Rimanendo come nella specie invero inconfigurabile il godimento – anche di mero fatto – del bene oggetto di locazione, è allora da ritenersi non più dovuto il corrispettivo, che non può essere preteso e, se corrisposto, determina un ingiustificato arricchimento per converso da parte del (già) locatore.

Nell’ipotesi in considerazione deve pertanto escludersi l’applicabilità dell’art. 1591 c.c. (cfr. Cass., 17/12/1999, n. 14243).

Nel caso che ne occupa è rimasto in sede di giudizio di merito pacificamente accertato che l’asporto degli arredi e delle suppellettili dai locali de quibus è stato effettuato nel febbraio del 1991, con riconsegna delle chiavi avvenuta nel novembre del 1991, laddove i lavori di riattamento sono iniziati solamente nel giugno del 1992.

Emerge evidente, a tale stregua, che la riconsegna degli immobili è in effetti avvenuta senza (previa richiesta nè costituzione in mora da parte della locatrice ed odierna ricorrente, ben anteriormente alla proposizione (28/5/1993) della domanda stessa introduttiva del presente giudizio in primo grado, come indicato nell’impugnata sentenza ("il Comune di Augusta ha dato riscontro che le opere di manutenzione straordinaria iniziarono parecchi mesi dopo l’avvenuto rilascio, sicchè deve escludersi che la loro esecuzione sia stata intralciata dal conduttore").

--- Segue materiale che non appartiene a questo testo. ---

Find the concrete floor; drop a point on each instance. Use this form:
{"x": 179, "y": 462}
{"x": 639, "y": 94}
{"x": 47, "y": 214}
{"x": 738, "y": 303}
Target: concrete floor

Richiesta nel caso vieppiù necessaria, va osservato, in presenza di assoluta e generale impossibilità di godimento e di utilizzazione degli immobili in questione all’esito del sisma e della conseguente emanazione di ordinanze sindacali di relativo sgombero ed inagibilità (riguardanti invero non solo gli immobili oggetto di locazione in argomento ma l’intero stabile condominiale di cui i medesimi facevano parte). Con il venir meno pertanto anche dell’interesse della stessa amministrazione comunale alla relativa utilizzazione per gli scopi cui gli stessi erano adibiti, senza d’altro canto risultare per la locatrice ed odierna ricorrente nemmeno configurabile la possibilità di una utilizzazione diretta o di un reimpiego dei medesimi nel periodo tra la cessazione dei contratti e la loro effettiva riconsegna.

Correttamente la corte di merito ha dunque affermato nell’impugnata sentenza che, nell’ambito del "rapporto sinallagmatico" avvincente le fondamentali obbligazioni del locatore e del conduttore, con obbligo "rispettivamente di fornire un bene idoneo all’uso convenuto e di pagare il canone pattuito quale corrispettivo", il Comune di Augusta, non potendo "utilizzare l’immobile tra il momento in cui il terremoto si era verificato ed il momento in cui … lo aveva rilasciato", non era invero più tenuto "a corrispondere il canone locativo".

All’infondatezza del motivo consegue il rigetto del ricorso.

Le ragioni della decisione costituiscono peraltro giusti motivi per disporre la compensazione tra le parti delle spese del giudizio di Cassazione.

P.Q.M.

La Corte rigetta il ricorso e compensa le spese del giudizio di Cassazione.